On this week’s Little Gold Men podcast, Mike Hogan, Richard Lawson, Katey Rich, and Joanna Robinson look back at My Cousin Vinny and what happens when the Oscars embrace comedy—and why they should do it way more often. The episode also features two interviews! First, Hillary Busis talks to Julio Torres, the comedian and writer who had an outstanding and very busy 2019, with his stand-up special My Favorite Shapes, the HBO supernatural comedy Los Espookys, and more of his writing work on Saturday Night Live, which has already given the world classics like “The Actress” and “Wells for Boys.” And then! Joanna Robinson talks to Atticus Ross and Trent Reznor, the musicians who won an Oscar for their work on The Social Network and most recently provided the score for Watchmen, which they say is the first score they’ve done together that is “somewhat Nine Inch Nails related.”
Listen to this week’s show above, and find partial transcripts of both interviews below. You can subscribe to Little Gold Men on Apple Podcasts or anywhere else you get your podcasts, and follow us on Twitter too.
Julio Torres: Yeah, I personally oscillate between the two. I’ve surprised myself and have able to not be consumed by a 24-hour anxiety spiral. I’ve had a fairly productive time. That shouldn’t be taken as I’m in any way grateful that any of this has happened. I’m oddly right now at peace and I’m having a productive time. I think this situation—by the situation, I mean quarantine, not the pandemic, because it’s two very different worlds—but this ritual of not being able to leave has sort of awakened the part of me that enjoys monotony and thrives in within limits and has this sort of like monk-like day-to-day life, that I’ve sort of been at peace with.

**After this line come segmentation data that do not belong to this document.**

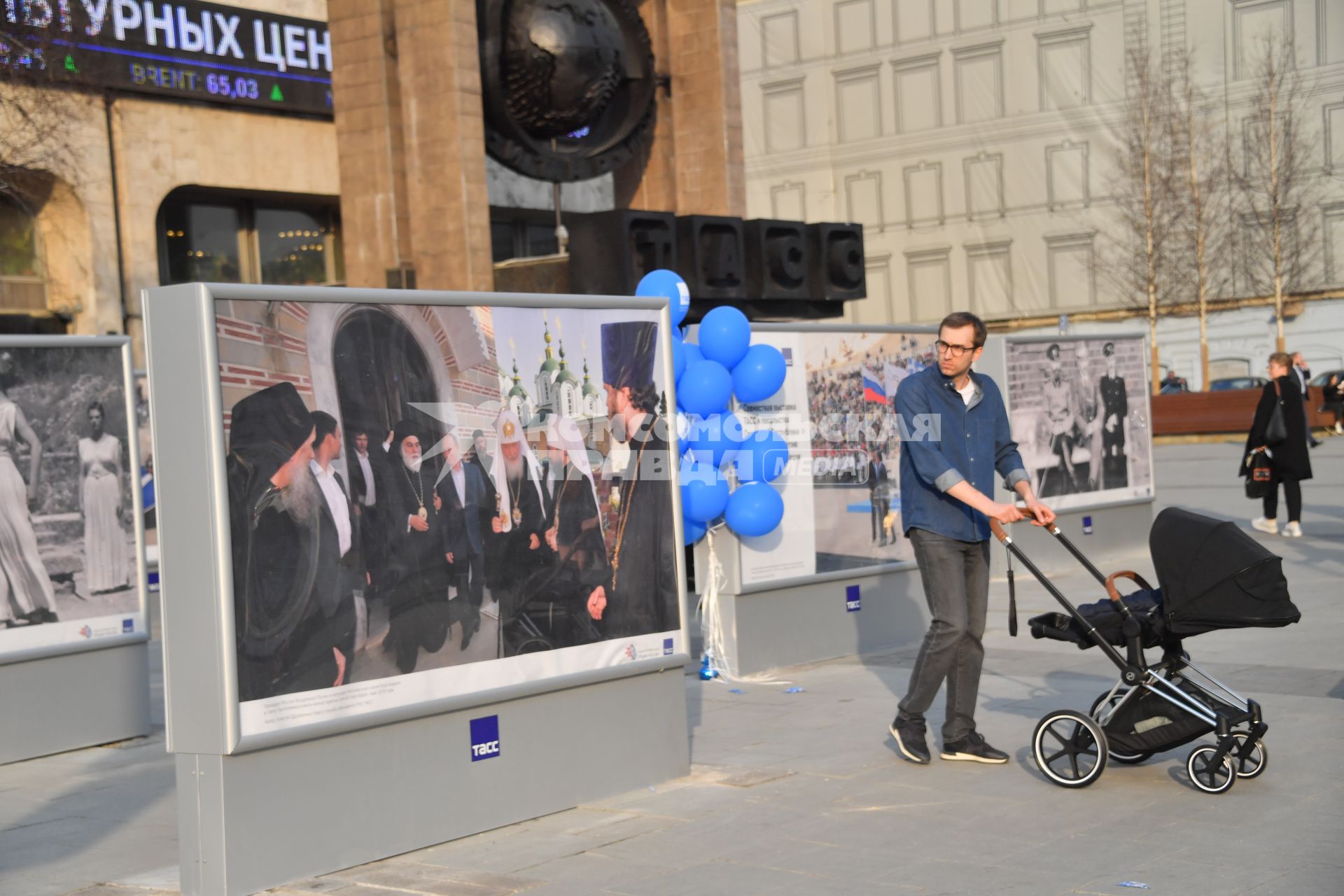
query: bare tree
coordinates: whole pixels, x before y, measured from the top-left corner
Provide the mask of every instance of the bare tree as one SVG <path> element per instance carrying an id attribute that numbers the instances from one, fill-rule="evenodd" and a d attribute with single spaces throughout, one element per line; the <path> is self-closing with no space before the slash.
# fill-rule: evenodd
<path id="1" fill-rule="evenodd" d="M 74 168 L 75 109 L 60 58 L 46 30 L 0 16 L 0 197 L 34 214 L 50 173 Z"/>
<path id="2" fill-rule="evenodd" d="M 1180 203 L 1175 199 L 1171 138 L 1171 77 L 1146 47 L 1126 51 L 1125 116 L 1116 134 L 1109 189 L 1120 226 L 1098 267 L 1148 316 L 1150 384 L 1160 390 L 1157 317 L 1180 294 L 1172 254 Z"/>
<path id="3" fill-rule="evenodd" d="M 1179 282 L 1195 297 L 1199 314 L 1199 375 L 1208 390 L 1208 300 L 1228 286 L 1230 239 L 1226 214 L 1228 165 L 1222 117 L 1196 85 L 1193 59 L 1179 50 L 1169 60 L 1172 73 L 1171 140 L 1175 167 L 1173 200 Z"/>
<path id="4" fill-rule="evenodd" d="M 1297 69 L 1290 38 L 1261 39 L 1255 95 L 1242 130 L 1242 165 L 1235 172 L 1242 210 L 1239 261 L 1257 294 L 1273 290 L 1278 351 L 1284 351 L 1284 296 L 1301 289 L 1320 251 L 1310 208 L 1317 137 L 1309 124 L 1309 86 Z"/>

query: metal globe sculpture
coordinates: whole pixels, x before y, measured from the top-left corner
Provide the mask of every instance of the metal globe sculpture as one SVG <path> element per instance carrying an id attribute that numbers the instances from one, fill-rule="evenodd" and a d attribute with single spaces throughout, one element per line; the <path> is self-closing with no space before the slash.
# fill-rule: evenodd
<path id="1" fill-rule="evenodd" d="M 477 0 L 477 27 L 493 159 L 573 181 L 648 146 L 653 51 L 630 0 Z"/>

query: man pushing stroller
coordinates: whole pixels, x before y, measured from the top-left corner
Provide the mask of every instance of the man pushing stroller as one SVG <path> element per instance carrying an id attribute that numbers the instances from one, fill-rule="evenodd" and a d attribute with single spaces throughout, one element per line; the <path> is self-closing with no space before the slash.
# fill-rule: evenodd
<path id="1" fill-rule="evenodd" d="M 902 433 L 910 434 L 900 451 L 900 520 L 933 619 L 888 729 L 902 755 L 919 764 L 929 762 L 923 713 L 943 678 L 948 715 L 939 755 L 1008 762 L 1008 754 L 976 731 L 974 720 L 989 604 L 989 520 L 1055 520 L 1031 489 L 999 387 L 970 369 L 984 344 L 984 321 L 969 312 L 949 314 L 934 343 L 937 367 L 907 376 L 896 390 Z M 1025 513 L 989 497 L 996 470 L 1025 501 Z"/>

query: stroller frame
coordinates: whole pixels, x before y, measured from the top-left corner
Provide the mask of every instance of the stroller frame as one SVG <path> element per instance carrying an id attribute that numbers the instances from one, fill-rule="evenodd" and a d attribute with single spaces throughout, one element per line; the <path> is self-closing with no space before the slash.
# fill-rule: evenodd
<path id="1" fill-rule="evenodd" d="M 991 520 L 989 527 L 995 537 L 1007 548 L 1009 556 L 1019 560 L 1040 582 L 1046 591 L 1082 626 L 1089 639 L 1101 647 L 1102 653 L 1120 669 L 1120 681 L 1107 693 L 1098 697 L 1087 715 L 1068 709 L 1056 711 L 1047 713 L 1036 725 L 1032 752 L 1038 767 L 1047 779 L 1062 787 L 1086 787 L 1105 771 L 1107 758 L 1122 764 L 1136 764 L 1156 752 L 1175 750 L 1207 733 L 1214 733 L 1218 743 L 1215 746 L 1196 746 L 1185 760 L 1185 771 L 1198 790 L 1210 794 L 1226 793 L 1238 778 L 1254 778 L 1265 771 L 1269 752 L 1262 739 L 1269 731 L 1269 725 L 1265 723 L 1261 705 L 1257 701 L 1242 697 L 1196 666 L 1189 654 L 1181 649 L 1180 639 L 1164 639 L 1160 662 L 1149 665 L 1145 660 L 1142 626 L 1116 588 L 1116 579 L 1120 578 L 1132 579 L 1140 587 L 1148 588 L 1148 583 L 1141 576 L 1128 570 L 1114 572 L 1110 576 L 1102 575 L 1058 525 L 1051 523 L 1043 527 L 1093 578 L 1105 586 L 1107 596 L 1124 619 L 1125 653 L 1122 654 L 1023 553 L 997 520 Z M 1013 588 L 1011 566 L 1008 588 L 1011 594 Z M 1009 629 L 1016 629 L 1016 619 L 1011 621 Z M 1184 685 L 1184 688 L 1177 685 Z M 1188 716 L 1203 723 L 1203 729 L 1192 735 L 1187 733 L 1187 736 L 1171 743 L 1154 744 L 1150 751 L 1113 752 L 1106 739 L 1107 723 L 1144 695 L 1153 695 L 1184 711 Z M 1047 735 L 1059 742 L 1056 746 L 1060 747 L 1051 755 L 1046 755 Z M 1082 764 L 1079 763 L 1081 756 L 1093 755 L 1095 759 L 1091 760 L 1091 764 L 1087 764 L 1086 759 Z M 1060 758 L 1067 759 L 1068 764 L 1055 768 L 1054 763 Z"/>

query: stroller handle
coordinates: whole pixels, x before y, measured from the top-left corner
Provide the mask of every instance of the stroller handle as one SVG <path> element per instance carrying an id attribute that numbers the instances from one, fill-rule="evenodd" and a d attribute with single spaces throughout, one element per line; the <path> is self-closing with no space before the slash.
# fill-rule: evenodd
<path id="1" fill-rule="evenodd" d="M 1130 579 L 1132 582 L 1138 584 L 1140 588 L 1145 588 L 1148 591 L 1153 590 L 1153 586 L 1148 584 L 1148 582 L 1144 580 L 1144 576 L 1138 575 L 1137 572 L 1132 570 L 1117 570 L 1116 572 L 1111 572 L 1109 576 L 1106 576 L 1106 594 L 1109 594 L 1110 599 L 1120 606 L 1125 604 L 1121 602 L 1120 591 L 1116 588 L 1116 579 Z"/>

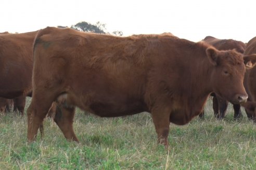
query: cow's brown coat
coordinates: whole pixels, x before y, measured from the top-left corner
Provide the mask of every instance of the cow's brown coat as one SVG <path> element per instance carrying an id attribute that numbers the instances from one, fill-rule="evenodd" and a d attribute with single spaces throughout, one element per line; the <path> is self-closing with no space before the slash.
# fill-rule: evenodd
<path id="1" fill-rule="evenodd" d="M 187 123 L 211 92 L 234 103 L 247 97 L 242 55 L 234 50 L 169 35 L 120 37 L 54 27 L 35 39 L 29 141 L 54 101 L 55 120 L 69 140 L 78 141 L 76 106 L 101 117 L 148 111 L 159 141 L 168 145 L 170 123 Z"/>

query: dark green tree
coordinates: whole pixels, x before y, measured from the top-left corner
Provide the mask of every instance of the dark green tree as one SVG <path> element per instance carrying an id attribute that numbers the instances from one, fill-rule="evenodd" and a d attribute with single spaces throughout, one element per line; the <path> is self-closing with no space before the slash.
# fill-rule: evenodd
<path id="1" fill-rule="evenodd" d="M 71 29 L 80 31 L 106 34 L 106 33 L 103 30 L 103 28 L 105 27 L 105 24 L 101 24 L 99 22 L 98 22 L 98 25 L 95 25 L 87 22 L 82 21 L 72 25 Z M 99 26 L 99 27 L 98 27 Z"/>

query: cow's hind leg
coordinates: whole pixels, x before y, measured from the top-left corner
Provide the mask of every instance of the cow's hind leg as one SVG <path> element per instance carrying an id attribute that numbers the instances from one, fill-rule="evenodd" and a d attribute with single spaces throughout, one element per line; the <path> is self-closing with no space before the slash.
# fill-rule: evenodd
<path id="1" fill-rule="evenodd" d="M 24 108 L 26 103 L 26 96 L 20 96 L 14 99 L 14 110 L 20 112 L 24 115 Z"/>
<path id="2" fill-rule="evenodd" d="M 242 115 L 240 107 L 241 107 L 239 104 L 233 105 L 234 111 L 234 119 L 237 120 L 240 118 L 242 117 Z"/>
<path id="3" fill-rule="evenodd" d="M 33 93 L 31 103 L 27 110 L 28 141 L 35 140 L 39 128 L 43 124 L 43 121 L 57 96 L 54 93 L 48 92 L 46 94 L 45 91 Z"/>
<path id="4" fill-rule="evenodd" d="M 74 114 L 74 107 L 58 104 L 56 106 L 54 121 L 68 140 L 79 142 L 73 128 Z"/>

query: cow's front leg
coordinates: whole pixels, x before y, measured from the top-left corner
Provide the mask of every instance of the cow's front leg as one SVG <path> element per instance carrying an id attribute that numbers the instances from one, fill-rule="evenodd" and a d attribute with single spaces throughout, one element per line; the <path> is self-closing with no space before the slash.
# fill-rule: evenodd
<path id="1" fill-rule="evenodd" d="M 153 108 L 151 113 L 157 133 L 158 141 L 168 147 L 170 110 L 168 108 L 159 107 Z"/>

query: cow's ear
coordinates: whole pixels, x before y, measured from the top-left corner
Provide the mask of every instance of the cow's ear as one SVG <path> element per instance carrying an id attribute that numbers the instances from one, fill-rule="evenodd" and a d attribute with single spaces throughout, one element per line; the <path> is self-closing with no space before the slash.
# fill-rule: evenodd
<path id="1" fill-rule="evenodd" d="M 217 61 L 218 59 L 218 51 L 217 50 L 213 47 L 209 47 L 206 49 L 206 54 L 208 59 L 210 60 L 211 63 L 212 63 L 214 66 L 217 65 Z"/>
<path id="2" fill-rule="evenodd" d="M 246 68 L 251 68 L 256 64 L 256 54 L 244 56 L 244 63 Z"/>

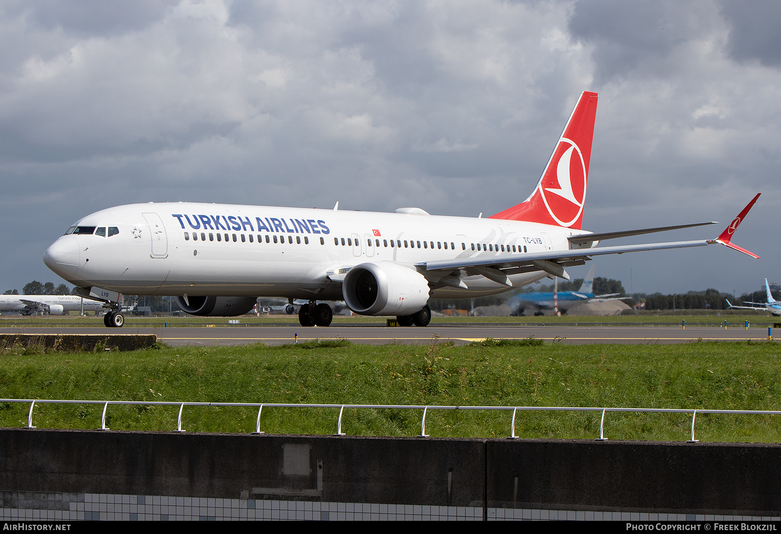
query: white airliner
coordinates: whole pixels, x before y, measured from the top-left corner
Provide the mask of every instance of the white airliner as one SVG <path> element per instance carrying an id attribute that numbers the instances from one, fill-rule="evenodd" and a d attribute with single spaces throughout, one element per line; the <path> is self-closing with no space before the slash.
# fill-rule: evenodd
<path id="1" fill-rule="evenodd" d="M 781 315 L 781 302 L 776 301 L 773 298 L 772 294 L 770 293 L 770 286 L 768 284 L 768 279 L 765 279 L 765 290 L 768 294 L 768 301 L 767 302 L 746 302 L 744 304 L 754 304 L 753 306 L 733 306 L 729 301 L 727 301 L 727 304 L 729 306 L 729 309 L 734 310 L 761 310 L 765 309 L 773 315 Z"/>
<path id="2" fill-rule="evenodd" d="M 581 230 L 597 111 L 584 92 L 534 191 L 490 218 L 232 205 L 152 203 L 109 208 L 77 221 L 44 262 L 102 301 L 108 326 L 121 326 L 121 294 L 172 295 L 187 313 L 235 316 L 258 297 L 304 299 L 304 326 L 330 324 L 323 301 L 357 314 L 396 315 L 426 326 L 435 298 L 490 295 L 565 270 L 590 257 L 731 243 L 757 197 L 719 237 L 594 248 L 602 240 L 663 228 L 592 233 Z M 319 304 L 317 301 L 321 301 Z"/>
<path id="3" fill-rule="evenodd" d="M 82 309 L 97 312 L 102 307 L 102 302 L 76 295 L 0 295 L 0 312 L 18 312 L 23 315 L 34 313 L 62 315 L 66 312 Z"/>

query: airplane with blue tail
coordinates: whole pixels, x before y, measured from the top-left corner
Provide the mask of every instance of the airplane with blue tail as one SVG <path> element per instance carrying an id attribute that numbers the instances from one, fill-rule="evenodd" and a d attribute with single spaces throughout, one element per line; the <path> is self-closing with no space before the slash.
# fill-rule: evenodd
<path id="1" fill-rule="evenodd" d="M 572 302 L 584 302 L 588 301 L 615 301 L 627 298 L 622 297 L 615 298 L 618 293 L 610 293 L 603 295 L 594 294 L 594 265 L 591 265 L 588 274 L 583 279 L 583 285 L 578 291 L 558 291 L 556 294 L 558 297 L 558 308 L 562 309 Z M 554 292 L 537 291 L 533 293 L 522 293 L 515 299 L 515 302 L 511 302 L 510 307 L 513 310 L 520 310 L 526 304 L 532 304 L 538 309 L 552 309 L 554 308 Z"/>

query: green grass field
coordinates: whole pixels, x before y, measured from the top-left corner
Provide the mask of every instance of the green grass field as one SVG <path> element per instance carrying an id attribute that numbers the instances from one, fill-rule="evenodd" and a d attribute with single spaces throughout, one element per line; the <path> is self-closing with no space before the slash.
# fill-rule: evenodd
<path id="1" fill-rule="evenodd" d="M 46 354 L 6 347 L 2 398 L 312 404 L 580 406 L 779 410 L 781 346 L 356 345 L 166 347 Z M 29 404 L 0 404 L 0 426 L 27 425 Z M 95 429 L 102 406 L 37 404 L 38 428 Z M 173 430 L 177 407 L 111 406 L 116 430 Z M 248 433 L 251 408 L 185 407 L 187 431 Z M 420 410 L 345 409 L 348 435 L 417 436 Z M 519 412 L 522 437 L 594 438 L 599 412 Z M 269 433 L 332 434 L 338 409 L 264 408 Z M 502 437 L 512 412 L 429 411 L 434 436 Z M 685 440 L 690 415 L 608 413 L 610 439 Z M 774 415 L 698 415 L 702 441 L 781 441 Z"/>

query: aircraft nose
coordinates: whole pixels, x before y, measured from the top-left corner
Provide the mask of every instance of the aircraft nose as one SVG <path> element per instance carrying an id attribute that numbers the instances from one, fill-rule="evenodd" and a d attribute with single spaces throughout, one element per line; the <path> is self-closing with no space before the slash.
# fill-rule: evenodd
<path id="1" fill-rule="evenodd" d="M 72 236 L 62 236 L 44 252 L 44 263 L 67 279 L 79 269 L 79 242 Z"/>

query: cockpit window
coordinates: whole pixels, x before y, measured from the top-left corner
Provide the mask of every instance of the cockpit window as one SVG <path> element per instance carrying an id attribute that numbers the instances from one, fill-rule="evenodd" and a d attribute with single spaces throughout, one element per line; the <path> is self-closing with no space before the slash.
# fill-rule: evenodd
<path id="1" fill-rule="evenodd" d="M 73 231 L 71 232 L 70 229 L 68 229 L 70 233 L 95 233 L 95 226 L 73 226 Z"/>

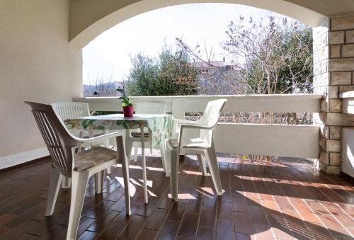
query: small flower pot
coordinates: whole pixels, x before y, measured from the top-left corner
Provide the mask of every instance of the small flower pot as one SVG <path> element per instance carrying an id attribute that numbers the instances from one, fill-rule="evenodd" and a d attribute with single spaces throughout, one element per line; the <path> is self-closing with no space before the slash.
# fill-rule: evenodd
<path id="1" fill-rule="evenodd" d="M 125 118 L 132 118 L 134 113 L 134 106 L 126 105 L 123 107 L 123 114 Z"/>

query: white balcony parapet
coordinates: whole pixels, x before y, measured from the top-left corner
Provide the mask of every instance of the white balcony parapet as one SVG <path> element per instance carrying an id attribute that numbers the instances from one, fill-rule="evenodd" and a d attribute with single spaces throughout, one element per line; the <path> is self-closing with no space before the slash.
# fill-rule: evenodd
<path id="1" fill-rule="evenodd" d="M 210 101 L 227 98 L 224 113 L 319 113 L 322 96 L 316 94 L 249 96 L 132 96 L 133 103 L 164 101 L 176 118 L 202 112 Z M 121 111 L 118 97 L 74 98 L 90 110 Z M 219 123 L 215 141 L 217 152 L 317 159 L 319 125 Z M 191 133 L 193 135 L 193 133 Z"/>

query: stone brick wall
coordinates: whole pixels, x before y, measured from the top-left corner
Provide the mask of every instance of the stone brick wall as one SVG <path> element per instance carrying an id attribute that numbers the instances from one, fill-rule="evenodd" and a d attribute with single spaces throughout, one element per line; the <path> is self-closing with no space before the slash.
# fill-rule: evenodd
<path id="1" fill-rule="evenodd" d="M 333 18 L 314 28 L 314 92 L 322 94 L 319 168 L 338 174 L 341 163 L 341 129 L 354 126 L 354 117 L 341 113 L 338 94 L 354 91 L 354 16 Z"/>

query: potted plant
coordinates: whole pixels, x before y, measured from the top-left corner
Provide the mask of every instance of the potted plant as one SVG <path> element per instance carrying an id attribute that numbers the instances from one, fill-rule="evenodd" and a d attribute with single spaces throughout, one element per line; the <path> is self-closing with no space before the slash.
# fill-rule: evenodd
<path id="1" fill-rule="evenodd" d="M 134 113 L 134 106 L 130 100 L 129 100 L 127 94 L 125 94 L 125 91 L 124 91 L 124 88 L 117 88 L 115 90 L 122 93 L 122 96 L 119 98 L 119 99 L 122 99 L 124 117 L 132 118 Z"/>

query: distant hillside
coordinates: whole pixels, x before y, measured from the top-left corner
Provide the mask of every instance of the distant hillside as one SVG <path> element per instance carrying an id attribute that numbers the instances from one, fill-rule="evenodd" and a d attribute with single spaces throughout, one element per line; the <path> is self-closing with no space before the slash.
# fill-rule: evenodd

Yeah, I do. I wake up, I have breakfast. I do a little home workout. I waste time on my phone for a few hours. Then I will start writing. Then I’ll eat, then I’ll keep writing. Then I’ll eat again, and then I’ll watch one movie. And then I’ll go to bed. And that’s every day.
That sounds about where most of us are at this point. What have the movies been recently?
Definitely a mixed bag. I think that my movie-a-day quarantine experience has solidified what I’ve known all along, which is that if the protagonist is an A.I., a hologram, a ghost, a robot, or like Pinocchio, I’m down. Those are the kinds of characters that capture my heart. So I’ve been trying to focus on movies that tell those stories. I was thinking there’s something about the immigrant experience that has a very ghost, A.I., Pinocchio, mermaid-learning-how-to-walk vibe to it. So I think maybe that’s why I connect to the otherness of them.
So when you were designing My Favorite Shapes, I have a chicken or egg question. Were you thinking of jokes and then finding stories that you wanted to tell and then finding objects and like matching them to them, or were you really just starting from a collection of things that you have or had seen and sort of spinning narratives based on them?
It was definitely an object-first exercise. The show came about because in my day-to-day life I would encounter optics that would make me laugh and I would think a lot about them and their inner life. This is sort of like a little thing that I’ve been doing since childhood. And then stand-up wasn’t really a good vehicle for that, or at least traditional stand-up, because look I tried to like hold up a little object, and then people can’t see it. So then I thought, is there a show where I can just tell the stories of these objects. And then of course the first thought would be to do like a PowerPoint, in the grand tradition of funny PowerPoints which many comedians do. There’s something that felt so artificial about that. And then suddenly I realized, Oh, I can just hook my iPhone to a projector and sort of use it as an overhead projector and show the objects and tell their their stories.